Alemtuzumab (Campaih-1H, Bayer, Wayne, NJ) is a humanized IgG1monoclonal antibody that is approved for use in fludarabine-refractory chronic lymphocytic leukemia. It targets the CD52 antigen, which is present on normal B cells, T cells, monocytes, and macrophages. CD52 is expressed on most lymphoid malignancies, although to varying degrees. Expression is highest in T-prolymphocytic leukemia (T-PLL) and the expression in PTCL is present in approximately 50% of cases.27 Despite the inconsistent expression of CD52 in PTCL, there has been interest in studying alemtuzumab in this disease group. This interest can be explained partly by the lack of other commercially available monoclonal antibodies available for study in PTCL and partly by the poor results in PTCL with standard therapies.
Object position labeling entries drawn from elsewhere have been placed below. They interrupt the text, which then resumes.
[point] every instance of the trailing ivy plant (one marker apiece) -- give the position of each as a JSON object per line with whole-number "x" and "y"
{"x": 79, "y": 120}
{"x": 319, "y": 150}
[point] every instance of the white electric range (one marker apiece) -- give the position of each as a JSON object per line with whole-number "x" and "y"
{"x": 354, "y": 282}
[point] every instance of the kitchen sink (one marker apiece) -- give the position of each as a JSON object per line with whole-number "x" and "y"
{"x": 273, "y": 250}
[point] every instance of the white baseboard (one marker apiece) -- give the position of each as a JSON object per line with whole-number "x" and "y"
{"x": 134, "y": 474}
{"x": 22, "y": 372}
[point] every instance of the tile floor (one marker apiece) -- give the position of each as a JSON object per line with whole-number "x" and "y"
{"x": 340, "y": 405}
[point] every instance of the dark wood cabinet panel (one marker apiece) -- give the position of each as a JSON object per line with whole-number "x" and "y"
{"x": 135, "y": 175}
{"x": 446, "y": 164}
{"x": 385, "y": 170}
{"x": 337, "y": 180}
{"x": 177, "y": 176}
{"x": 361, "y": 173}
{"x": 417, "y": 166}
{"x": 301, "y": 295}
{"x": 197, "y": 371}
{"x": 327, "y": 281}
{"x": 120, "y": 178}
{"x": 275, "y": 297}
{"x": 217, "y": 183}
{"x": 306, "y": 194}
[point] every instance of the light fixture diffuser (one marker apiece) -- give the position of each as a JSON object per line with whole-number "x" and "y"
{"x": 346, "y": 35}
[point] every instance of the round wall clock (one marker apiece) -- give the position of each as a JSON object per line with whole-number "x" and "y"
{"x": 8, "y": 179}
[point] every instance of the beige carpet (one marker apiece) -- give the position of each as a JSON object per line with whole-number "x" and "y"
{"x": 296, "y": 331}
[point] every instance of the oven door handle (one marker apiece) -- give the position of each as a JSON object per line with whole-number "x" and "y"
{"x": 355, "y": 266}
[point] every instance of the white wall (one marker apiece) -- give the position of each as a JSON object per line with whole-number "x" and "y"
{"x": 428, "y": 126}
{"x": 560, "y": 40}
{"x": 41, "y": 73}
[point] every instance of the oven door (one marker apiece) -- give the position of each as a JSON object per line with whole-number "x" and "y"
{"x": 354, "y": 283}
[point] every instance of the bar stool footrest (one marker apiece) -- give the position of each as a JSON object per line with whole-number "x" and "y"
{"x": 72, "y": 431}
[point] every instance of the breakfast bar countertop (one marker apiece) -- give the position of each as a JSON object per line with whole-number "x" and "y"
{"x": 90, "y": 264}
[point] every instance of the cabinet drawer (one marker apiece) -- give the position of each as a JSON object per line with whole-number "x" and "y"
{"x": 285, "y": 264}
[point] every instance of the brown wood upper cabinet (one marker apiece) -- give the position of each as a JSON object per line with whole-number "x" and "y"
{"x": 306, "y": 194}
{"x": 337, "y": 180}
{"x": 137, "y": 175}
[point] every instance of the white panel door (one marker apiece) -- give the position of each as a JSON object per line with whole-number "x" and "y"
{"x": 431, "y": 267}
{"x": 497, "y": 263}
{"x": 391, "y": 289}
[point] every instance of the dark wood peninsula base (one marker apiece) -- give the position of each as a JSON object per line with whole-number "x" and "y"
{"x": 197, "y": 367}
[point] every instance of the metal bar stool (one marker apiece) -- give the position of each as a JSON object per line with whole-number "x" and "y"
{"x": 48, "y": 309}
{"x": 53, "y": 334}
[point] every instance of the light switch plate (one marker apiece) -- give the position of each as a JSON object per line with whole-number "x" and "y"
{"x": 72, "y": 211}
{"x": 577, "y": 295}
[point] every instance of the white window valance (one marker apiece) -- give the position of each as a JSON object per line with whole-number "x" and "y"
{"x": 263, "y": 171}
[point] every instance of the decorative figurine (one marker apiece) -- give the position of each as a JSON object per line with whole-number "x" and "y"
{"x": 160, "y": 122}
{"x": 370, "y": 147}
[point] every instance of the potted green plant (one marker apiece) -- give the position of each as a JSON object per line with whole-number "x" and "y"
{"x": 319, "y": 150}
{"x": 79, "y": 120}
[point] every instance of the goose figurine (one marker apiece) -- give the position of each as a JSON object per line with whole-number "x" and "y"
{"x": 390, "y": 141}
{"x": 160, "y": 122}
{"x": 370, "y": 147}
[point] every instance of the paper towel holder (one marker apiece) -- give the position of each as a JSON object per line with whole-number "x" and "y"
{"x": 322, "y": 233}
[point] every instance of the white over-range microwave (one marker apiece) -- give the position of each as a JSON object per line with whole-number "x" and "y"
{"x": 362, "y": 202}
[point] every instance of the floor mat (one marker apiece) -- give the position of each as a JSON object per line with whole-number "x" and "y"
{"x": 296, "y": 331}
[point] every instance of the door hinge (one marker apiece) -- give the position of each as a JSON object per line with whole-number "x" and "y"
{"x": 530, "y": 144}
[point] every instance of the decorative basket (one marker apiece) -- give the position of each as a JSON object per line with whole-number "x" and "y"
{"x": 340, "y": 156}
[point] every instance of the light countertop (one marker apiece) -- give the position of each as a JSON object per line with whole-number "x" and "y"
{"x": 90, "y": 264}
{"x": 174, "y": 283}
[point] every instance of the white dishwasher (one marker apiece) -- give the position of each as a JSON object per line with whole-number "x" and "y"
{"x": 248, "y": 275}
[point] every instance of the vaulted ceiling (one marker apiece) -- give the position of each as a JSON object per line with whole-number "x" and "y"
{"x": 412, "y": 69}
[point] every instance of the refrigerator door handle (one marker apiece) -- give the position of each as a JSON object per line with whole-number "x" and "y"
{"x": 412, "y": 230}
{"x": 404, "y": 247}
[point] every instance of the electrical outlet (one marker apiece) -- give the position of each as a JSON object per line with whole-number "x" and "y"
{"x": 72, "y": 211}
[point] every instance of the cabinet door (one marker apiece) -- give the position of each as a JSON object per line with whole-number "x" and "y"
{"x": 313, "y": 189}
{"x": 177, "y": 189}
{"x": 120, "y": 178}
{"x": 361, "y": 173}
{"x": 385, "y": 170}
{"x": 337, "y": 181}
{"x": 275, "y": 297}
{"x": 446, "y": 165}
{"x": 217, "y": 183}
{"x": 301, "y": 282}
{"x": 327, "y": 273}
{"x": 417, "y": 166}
The Gruppo Italiano Terapie Innovative nei Linfomi (GITIL) has completed a multicenter prospective clinical trial evaluating the safety and efficacy of alemtuzumab added to the CHOP chemotherapy regimen for untreated PTCL.28 Eligible patients received standard CHOP chemotherapy for eight cycles with 30 mg alemtuzumab administered subcutaneously on day – 1 of each cycle. Twenty-four patients, median age 52 years (range, 28–69), were enrolled. Histologic subtypes included PTCL unspecified (n = 14), angioimmunoblastic T-cell lymphoma (n = 6), anaplastic large cell lymphoma–ALK-negative (n = 3), and enteropathy-associated T-cell lymphoma (n = 1). The ORR was 71% and the 2-year FFS was 48%. The investigators interpreted these outcomes as an improvement over standard CHOP therapy. However, the toxicities of the CHOP plus alemtuzumab regimen were considerable. Major infections included two instances of invasive aspergillosis, two instances of bacterial sepsis, two instances of bacterial pneumonia, one instance of Pneumocystis carinii pneumonia, one instance of J-C viral encephalitis, and one instance of suspected tuberculosis. RCTs are underway comparing CHOP to CHOP plus alemtuzumab in PTCL. Administration of this regimen outside of a clinical trial is not recommended at this time.
Rituximab’s greatest impact on patient outcome is demonstrated when it is combined with conventional chemotherapy. The addition of rituximab to CHOP chemotherapy has improved the cure rate in DLBCL by 13% to 24% in absolute terms. Rituximab combined with chemotherapy improves the OS in FL, an end point no other previous therapy had been able to influence. Because of the remarkable therapeutic advances noted with these combinations, there is great interest in combining other monoclonal antibodies with chemotherapy. Additional study and time will tell if other antibody–chemotherapy combinations are able to further improve outcomes in NHL.